Previous researchers showed that post‐treatment and pretreatment EBV‐DNA level is predictive of treatment response and outcome for NKTL [40, 41, 42]. In our study, 12 patients had increased EBV‐DNA copies at baseline. Eleven of the 12 patients reduced to a normal EBV viral load after treatment. One patient's EBV‐DNA copies remained above 1,000 after treatment, and this patient experienced systemic recurrence within 6 months. Of 11 patients reducing to a normal EBV load, only one patient relapsed after one year. The cases were too few to perform statistical analysis. However, to a certain level, it revealed that EBV‐DNA copies are predictive of patients' recurrence. The conclusion was consistent with previous researches [40, 41, 42].

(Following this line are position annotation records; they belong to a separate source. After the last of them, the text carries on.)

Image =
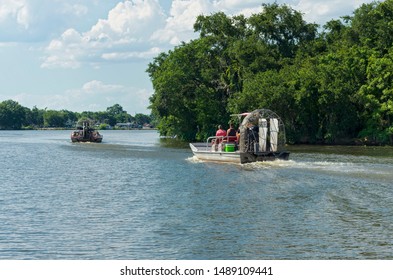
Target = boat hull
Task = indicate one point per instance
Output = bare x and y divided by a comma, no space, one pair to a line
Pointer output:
93,140
204,152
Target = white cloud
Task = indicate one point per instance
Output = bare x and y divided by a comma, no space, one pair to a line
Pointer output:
123,34
36,20
322,11
15,11
139,29
93,96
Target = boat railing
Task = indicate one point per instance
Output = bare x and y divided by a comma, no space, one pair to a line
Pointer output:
215,141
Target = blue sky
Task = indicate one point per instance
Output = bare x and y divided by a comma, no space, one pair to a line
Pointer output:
87,55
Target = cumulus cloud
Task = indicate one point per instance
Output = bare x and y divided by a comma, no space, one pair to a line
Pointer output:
140,29
28,20
93,96
124,34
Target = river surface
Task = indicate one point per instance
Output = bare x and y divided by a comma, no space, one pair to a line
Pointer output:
136,196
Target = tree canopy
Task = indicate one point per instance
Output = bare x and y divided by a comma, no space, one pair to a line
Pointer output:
330,84
15,116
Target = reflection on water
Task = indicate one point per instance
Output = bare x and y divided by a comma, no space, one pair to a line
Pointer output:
135,196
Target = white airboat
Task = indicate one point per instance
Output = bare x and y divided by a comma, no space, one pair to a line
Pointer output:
261,138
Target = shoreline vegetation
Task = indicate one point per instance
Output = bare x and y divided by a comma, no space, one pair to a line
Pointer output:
330,84
14,116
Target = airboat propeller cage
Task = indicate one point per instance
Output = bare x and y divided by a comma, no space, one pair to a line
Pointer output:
262,130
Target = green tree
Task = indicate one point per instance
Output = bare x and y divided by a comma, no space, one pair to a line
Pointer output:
12,115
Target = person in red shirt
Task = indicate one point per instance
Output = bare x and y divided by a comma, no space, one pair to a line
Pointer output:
221,132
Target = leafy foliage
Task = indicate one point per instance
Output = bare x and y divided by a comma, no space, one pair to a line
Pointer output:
330,85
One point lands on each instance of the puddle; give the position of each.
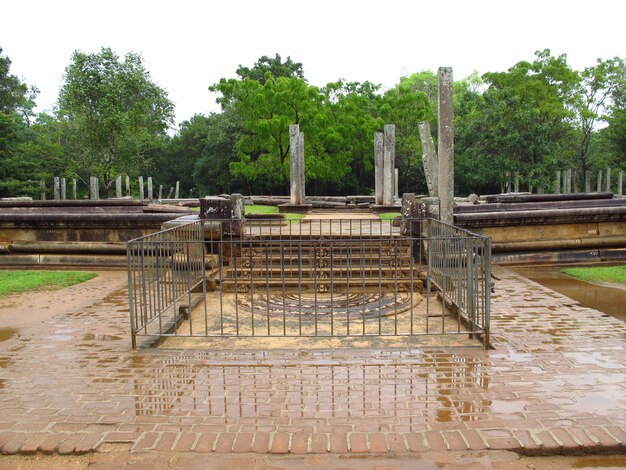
(100, 337)
(7, 333)
(606, 299)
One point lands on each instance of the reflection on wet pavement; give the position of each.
(556, 365)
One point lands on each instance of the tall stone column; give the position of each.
(429, 158)
(118, 186)
(389, 162)
(296, 149)
(379, 168)
(57, 188)
(446, 144)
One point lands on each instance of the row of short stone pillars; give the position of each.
(607, 185)
(146, 191)
(563, 182)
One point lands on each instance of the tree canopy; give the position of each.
(538, 116)
(113, 110)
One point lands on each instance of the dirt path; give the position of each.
(20, 311)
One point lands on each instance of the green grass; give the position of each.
(389, 215)
(13, 282)
(615, 274)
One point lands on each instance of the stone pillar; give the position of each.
(396, 191)
(379, 168)
(94, 193)
(296, 161)
(118, 186)
(446, 144)
(302, 165)
(57, 188)
(389, 161)
(429, 158)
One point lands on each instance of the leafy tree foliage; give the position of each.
(274, 66)
(114, 111)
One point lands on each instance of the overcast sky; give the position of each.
(188, 45)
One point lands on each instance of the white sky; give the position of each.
(188, 45)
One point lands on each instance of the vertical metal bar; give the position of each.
(282, 271)
(380, 285)
(131, 294)
(300, 287)
(267, 286)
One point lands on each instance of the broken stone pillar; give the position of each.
(389, 161)
(569, 180)
(446, 145)
(118, 187)
(379, 177)
(228, 209)
(57, 188)
(296, 141)
(296, 169)
(411, 215)
(429, 158)
(94, 190)
(395, 183)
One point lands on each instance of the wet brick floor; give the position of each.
(555, 383)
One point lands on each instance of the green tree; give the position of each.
(266, 110)
(114, 111)
(406, 105)
(523, 123)
(272, 65)
(591, 103)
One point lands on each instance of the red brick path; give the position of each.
(555, 383)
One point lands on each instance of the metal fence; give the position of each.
(333, 278)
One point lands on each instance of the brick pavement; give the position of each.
(554, 384)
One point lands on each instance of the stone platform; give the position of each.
(554, 384)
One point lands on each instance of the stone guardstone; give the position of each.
(229, 209)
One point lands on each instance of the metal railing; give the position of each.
(334, 278)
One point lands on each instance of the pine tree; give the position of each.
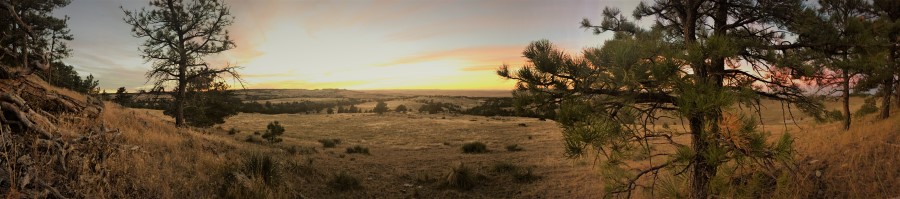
(179, 35)
(839, 40)
(31, 37)
(688, 65)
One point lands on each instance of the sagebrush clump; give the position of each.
(330, 143)
(460, 177)
(358, 149)
(474, 147)
(343, 181)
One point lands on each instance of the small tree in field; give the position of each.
(380, 108)
(401, 109)
(122, 97)
(180, 33)
(273, 130)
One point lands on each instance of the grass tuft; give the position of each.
(474, 147)
(343, 181)
(358, 149)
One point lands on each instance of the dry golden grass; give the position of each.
(411, 154)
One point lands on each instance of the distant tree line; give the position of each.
(65, 76)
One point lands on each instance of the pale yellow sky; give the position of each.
(372, 44)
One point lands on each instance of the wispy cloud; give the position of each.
(474, 54)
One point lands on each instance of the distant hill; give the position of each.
(438, 92)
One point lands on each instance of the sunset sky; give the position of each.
(381, 44)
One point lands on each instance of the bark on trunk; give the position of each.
(702, 171)
(888, 87)
(846, 98)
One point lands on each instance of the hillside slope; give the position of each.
(91, 151)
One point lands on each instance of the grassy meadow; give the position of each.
(416, 155)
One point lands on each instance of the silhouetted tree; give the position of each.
(179, 35)
(207, 102)
(686, 65)
(838, 34)
(30, 36)
(122, 97)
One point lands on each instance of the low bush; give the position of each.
(358, 149)
(294, 150)
(330, 143)
(505, 167)
(343, 181)
(262, 166)
(460, 177)
(526, 175)
(474, 147)
(514, 147)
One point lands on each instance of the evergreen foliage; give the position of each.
(608, 99)
(179, 35)
(380, 108)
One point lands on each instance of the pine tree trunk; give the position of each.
(702, 171)
(180, 97)
(888, 87)
(897, 93)
(846, 98)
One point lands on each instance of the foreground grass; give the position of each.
(160, 161)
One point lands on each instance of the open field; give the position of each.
(409, 150)
(411, 155)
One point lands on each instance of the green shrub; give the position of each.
(526, 175)
(343, 181)
(460, 177)
(304, 168)
(514, 147)
(262, 166)
(505, 167)
(358, 149)
(273, 130)
(330, 143)
(474, 147)
(834, 115)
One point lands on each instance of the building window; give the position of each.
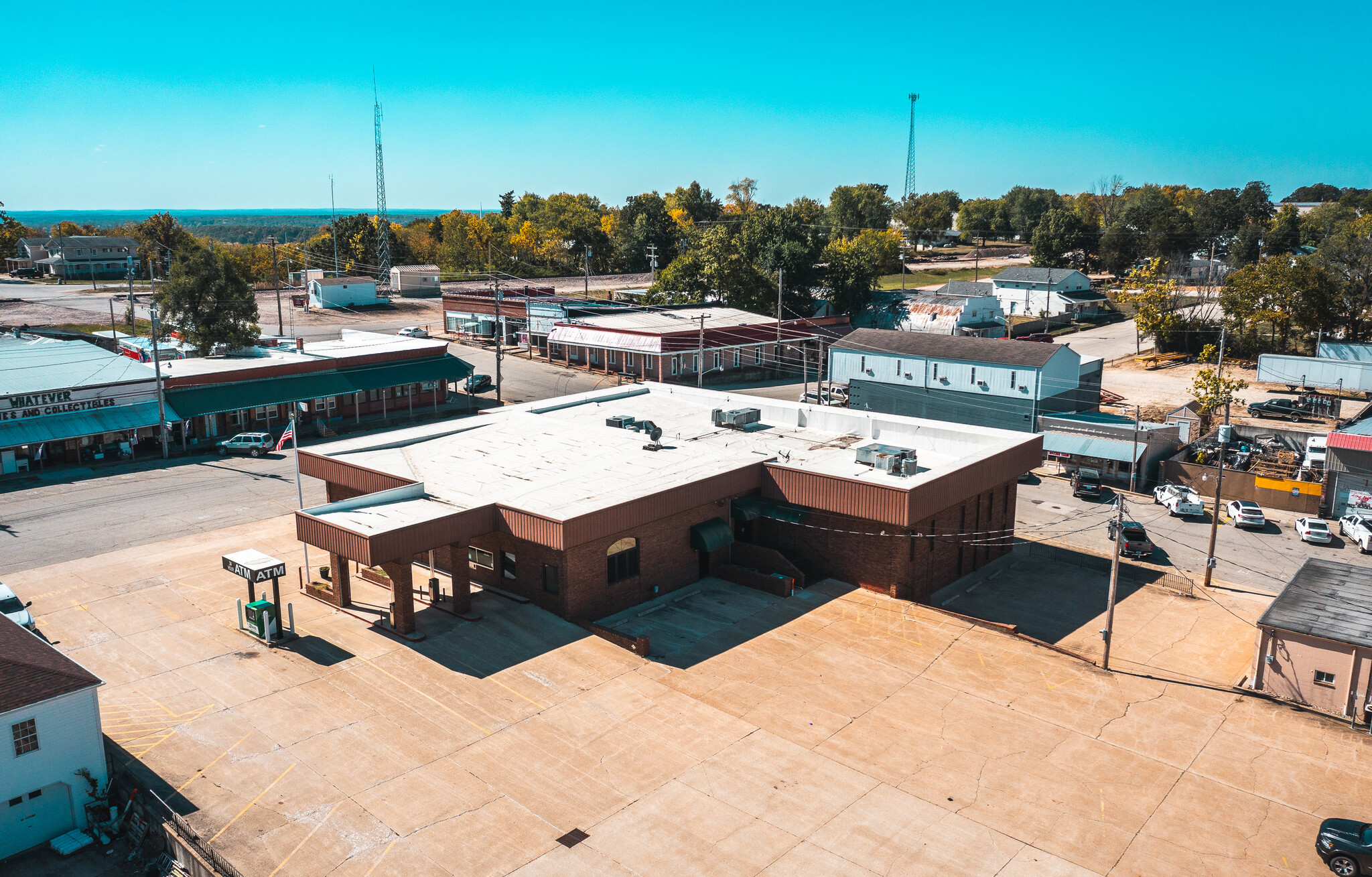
(476, 557)
(622, 560)
(26, 736)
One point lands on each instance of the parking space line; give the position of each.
(306, 837)
(253, 802)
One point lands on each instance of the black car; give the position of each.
(479, 383)
(1279, 408)
(1345, 846)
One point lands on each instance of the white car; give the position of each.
(1245, 514)
(1313, 530)
(13, 610)
(1179, 500)
(1357, 526)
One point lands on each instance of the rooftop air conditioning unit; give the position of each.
(736, 419)
(899, 462)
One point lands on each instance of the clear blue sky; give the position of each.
(220, 106)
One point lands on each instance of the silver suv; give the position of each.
(251, 444)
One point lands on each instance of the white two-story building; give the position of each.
(1052, 291)
(983, 382)
(50, 716)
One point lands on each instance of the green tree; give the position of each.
(209, 301)
(1060, 234)
(856, 208)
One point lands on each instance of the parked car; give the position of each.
(1085, 484)
(1313, 530)
(479, 383)
(1279, 408)
(250, 444)
(1345, 846)
(1245, 514)
(14, 610)
(1135, 543)
(1357, 526)
(1179, 500)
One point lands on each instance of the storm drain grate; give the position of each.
(573, 837)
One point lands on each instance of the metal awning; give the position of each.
(752, 508)
(1093, 446)
(56, 427)
(711, 534)
(246, 394)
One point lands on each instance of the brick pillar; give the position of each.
(462, 578)
(403, 592)
(340, 590)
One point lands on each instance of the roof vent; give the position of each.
(736, 419)
(899, 462)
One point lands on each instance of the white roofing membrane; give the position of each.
(560, 460)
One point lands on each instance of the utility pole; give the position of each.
(276, 279)
(1219, 481)
(1134, 462)
(1115, 582)
(157, 370)
(700, 360)
(500, 331)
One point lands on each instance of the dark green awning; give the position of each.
(247, 394)
(713, 533)
(752, 508)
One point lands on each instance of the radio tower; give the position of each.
(910, 154)
(383, 224)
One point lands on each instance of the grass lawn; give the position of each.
(935, 275)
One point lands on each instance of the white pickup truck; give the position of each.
(1179, 500)
(1357, 526)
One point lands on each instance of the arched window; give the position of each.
(622, 560)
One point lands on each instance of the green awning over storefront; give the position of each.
(713, 533)
(247, 394)
(752, 508)
(56, 427)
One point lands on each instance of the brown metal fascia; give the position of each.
(665, 504)
(334, 539)
(349, 474)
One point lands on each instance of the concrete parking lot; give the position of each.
(835, 732)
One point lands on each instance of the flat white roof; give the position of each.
(675, 320)
(559, 459)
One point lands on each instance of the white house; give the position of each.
(1024, 290)
(51, 720)
(416, 280)
(342, 291)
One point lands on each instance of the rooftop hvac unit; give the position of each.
(900, 462)
(736, 419)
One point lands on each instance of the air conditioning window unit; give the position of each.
(736, 419)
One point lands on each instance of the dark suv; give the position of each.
(1279, 408)
(1345, 846)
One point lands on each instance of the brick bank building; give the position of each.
(569, 504)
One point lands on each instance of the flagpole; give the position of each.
(299, 494)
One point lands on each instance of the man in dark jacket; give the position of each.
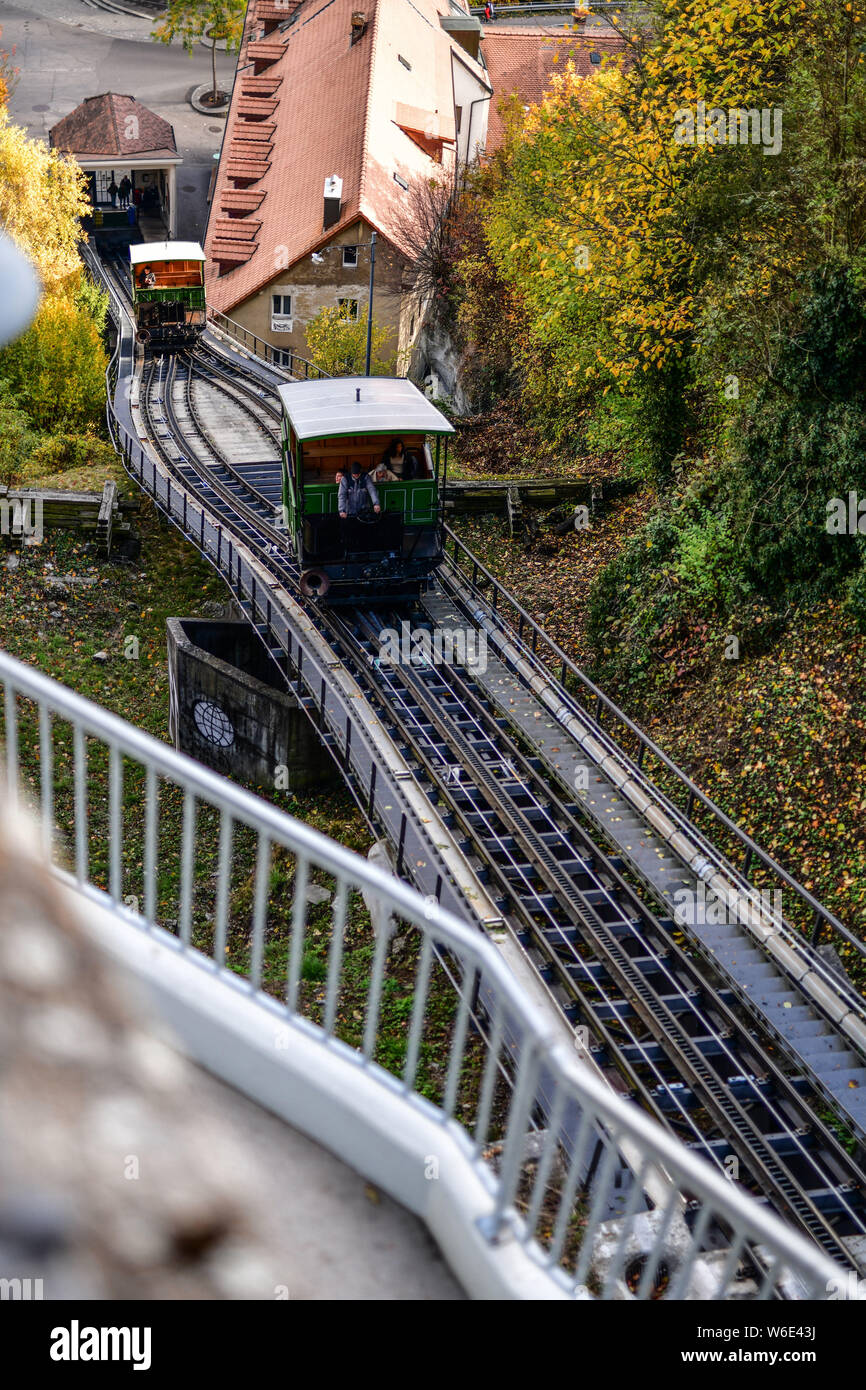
(355, 492)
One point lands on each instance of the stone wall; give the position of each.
(228, 713)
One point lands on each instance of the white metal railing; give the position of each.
(216, 881)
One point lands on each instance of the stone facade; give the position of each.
(320, 284)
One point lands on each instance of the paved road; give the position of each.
(67, 52)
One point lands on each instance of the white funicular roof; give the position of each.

There were some limitations in our study. The sample size was small, and the follow‐up time was short. Therefore, a phase III clinical trial is not yet planned. Despite the limited sample size and follow‐up period, enthusiastic results were obtained.

Conclusion

The results of this phase II study indicate that pegaspargase combined with CCRT is an effective and safe treatment for patients with newly diagnosed nasal ENKTL with stage IE to IIE. Further investigation on large prospective trials should be conducted to confirm our findings.

Disclosures

The authors indicated no financial relationships.